Платежеспособность в страховании: история и современность
In the 70s of the twentieth century, several directives were introduced in the European Union under the collective name Solvency-I, which spelled out the requirements for the solvency of insurance organizations and their capital. Such rules were supposed to force insurers to minimize the likelihood of bankruptcy by maintaining the necessary level of their stability. Due to significant changes in the economies of European countries, including in the insurance market, there is a need to make modifications to the existing regulations. A new Solvency-II Directive was adopted. One of the main differences between Solvency-II and Solvency-I is the use of a risk-based approach (ROP) when setting requirements for the solvency of the insurer. Russia signed the WTO accession agreement in 2012. Therefore, all organizations must comply with key parameters, not only Russian, but also European legislation. Initially, the requirements of the Russian legislation corresponded to the Solvency-I Directive. However, now Russian insurance companies need to switch to the requirements of the Solvency-II Directive. An important point for the companies ' activities is the differences between these two documents, so the purpose of the study is a comparative analysis of the requirements of Solvency-I and Solvency-II, taking into account certain specific characteristics of economic activity in Russia.

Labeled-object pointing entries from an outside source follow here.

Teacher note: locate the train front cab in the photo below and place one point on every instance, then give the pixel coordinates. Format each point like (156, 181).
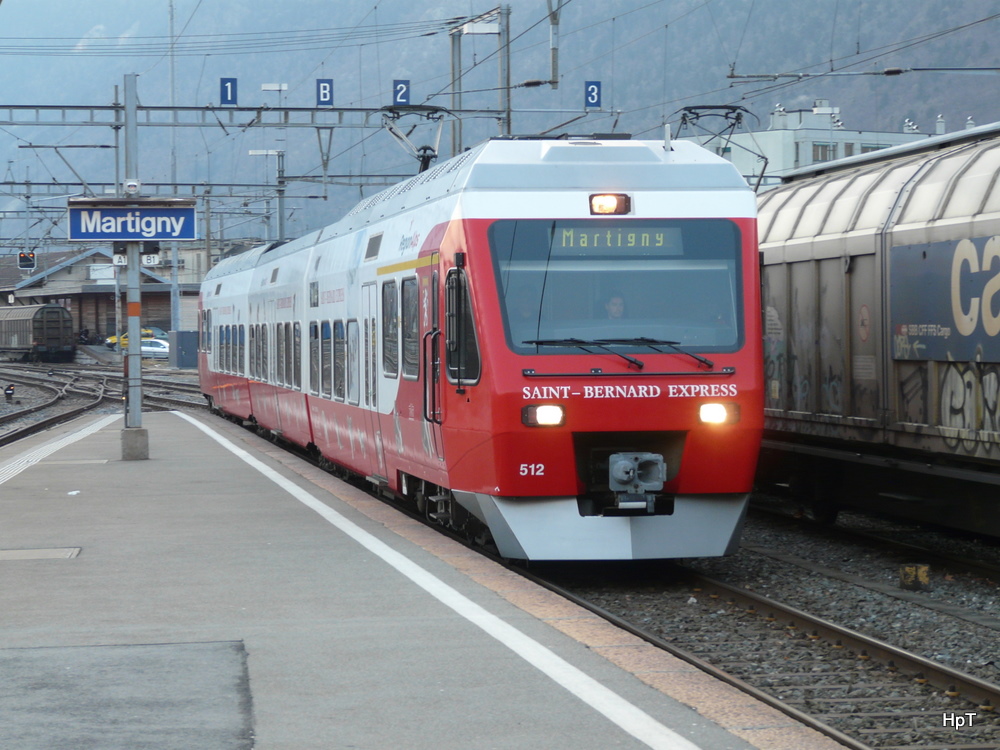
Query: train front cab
(621, 390)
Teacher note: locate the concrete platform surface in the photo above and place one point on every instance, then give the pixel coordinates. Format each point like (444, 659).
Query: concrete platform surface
(224, 594)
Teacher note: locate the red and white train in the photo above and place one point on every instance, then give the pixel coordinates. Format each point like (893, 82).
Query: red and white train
(557, 340)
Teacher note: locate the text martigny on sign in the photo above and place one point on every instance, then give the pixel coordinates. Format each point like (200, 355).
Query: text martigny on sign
(139, 220)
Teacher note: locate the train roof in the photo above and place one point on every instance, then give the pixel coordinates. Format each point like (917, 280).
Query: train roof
(950, 179)
(538, 163)
(21, 312)
(515, 163)
(928, 145)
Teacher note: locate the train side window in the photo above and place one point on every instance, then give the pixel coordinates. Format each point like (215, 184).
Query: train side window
(325, 353)
(250, 343)
(241, 351)
(265, 372)
(217, 349)
(411, 328)
(279, 354)
(297, 355)
(353, 362)
(462, 350)
(339, 360)
(254, 351)
(390, 330)
(314, 358)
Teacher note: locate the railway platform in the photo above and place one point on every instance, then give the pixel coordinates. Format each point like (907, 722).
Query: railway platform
(224, 594)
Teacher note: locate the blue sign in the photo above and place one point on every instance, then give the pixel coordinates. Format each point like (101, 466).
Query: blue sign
(324, 92)
(945, 300)
(227, 92)
(97, 223)
(591, 94)
(401, 93)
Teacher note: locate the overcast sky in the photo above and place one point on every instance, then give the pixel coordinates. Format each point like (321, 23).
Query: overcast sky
(652, 58)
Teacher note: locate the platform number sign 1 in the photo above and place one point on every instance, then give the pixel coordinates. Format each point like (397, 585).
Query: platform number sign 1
(227, 91)
(592, 94)
(324, 92)
(401, 93)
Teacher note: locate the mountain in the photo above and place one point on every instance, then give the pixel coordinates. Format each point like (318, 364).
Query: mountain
(652, 58)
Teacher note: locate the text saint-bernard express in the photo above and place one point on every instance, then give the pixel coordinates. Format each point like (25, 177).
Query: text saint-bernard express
(713, 390)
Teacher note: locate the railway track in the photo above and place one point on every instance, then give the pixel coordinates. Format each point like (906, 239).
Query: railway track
(54, 394)
(860, 691)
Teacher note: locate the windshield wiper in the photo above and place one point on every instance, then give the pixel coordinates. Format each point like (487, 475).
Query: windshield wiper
(583, 344)
(654, 343)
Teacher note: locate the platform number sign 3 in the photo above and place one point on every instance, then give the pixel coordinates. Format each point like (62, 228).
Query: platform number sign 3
(401, 93)
(592, 94)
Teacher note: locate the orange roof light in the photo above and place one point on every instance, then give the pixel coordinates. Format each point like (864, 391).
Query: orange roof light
(610, 203)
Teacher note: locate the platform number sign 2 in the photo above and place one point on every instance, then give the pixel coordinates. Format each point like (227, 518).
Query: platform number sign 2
(401, 93)
(227, 91)
(592, 94)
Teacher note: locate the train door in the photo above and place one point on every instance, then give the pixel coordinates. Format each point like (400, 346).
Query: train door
(433, 392)
(369, 369)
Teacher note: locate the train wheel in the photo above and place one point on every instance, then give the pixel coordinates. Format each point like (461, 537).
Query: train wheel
(815, 491)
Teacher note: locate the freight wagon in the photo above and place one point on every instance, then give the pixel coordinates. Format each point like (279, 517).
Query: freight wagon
(37, 333)
(881, 289)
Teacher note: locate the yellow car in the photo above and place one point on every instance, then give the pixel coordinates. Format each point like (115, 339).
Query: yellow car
(148, 332)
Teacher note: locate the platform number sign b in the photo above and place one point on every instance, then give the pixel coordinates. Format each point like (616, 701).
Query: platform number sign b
(401, 93)
(592, 94)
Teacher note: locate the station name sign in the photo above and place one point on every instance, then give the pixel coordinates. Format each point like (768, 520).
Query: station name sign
(136, 219)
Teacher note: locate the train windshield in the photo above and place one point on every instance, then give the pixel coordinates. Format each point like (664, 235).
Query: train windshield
(621, 281)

Our work is devoted to a brief overview of the creation and development of the Solvency-I and Solvency-II Directives, the advantages and disadvantages of the Solvency-II Directive currently operating in the EU, as well as a brief description of its structure and main requirements. The study will also present the specifics of the implementation of the technical requirements imposed by the Directive. At the same time, the difficulties of their application to the Russian reality will be taken into account.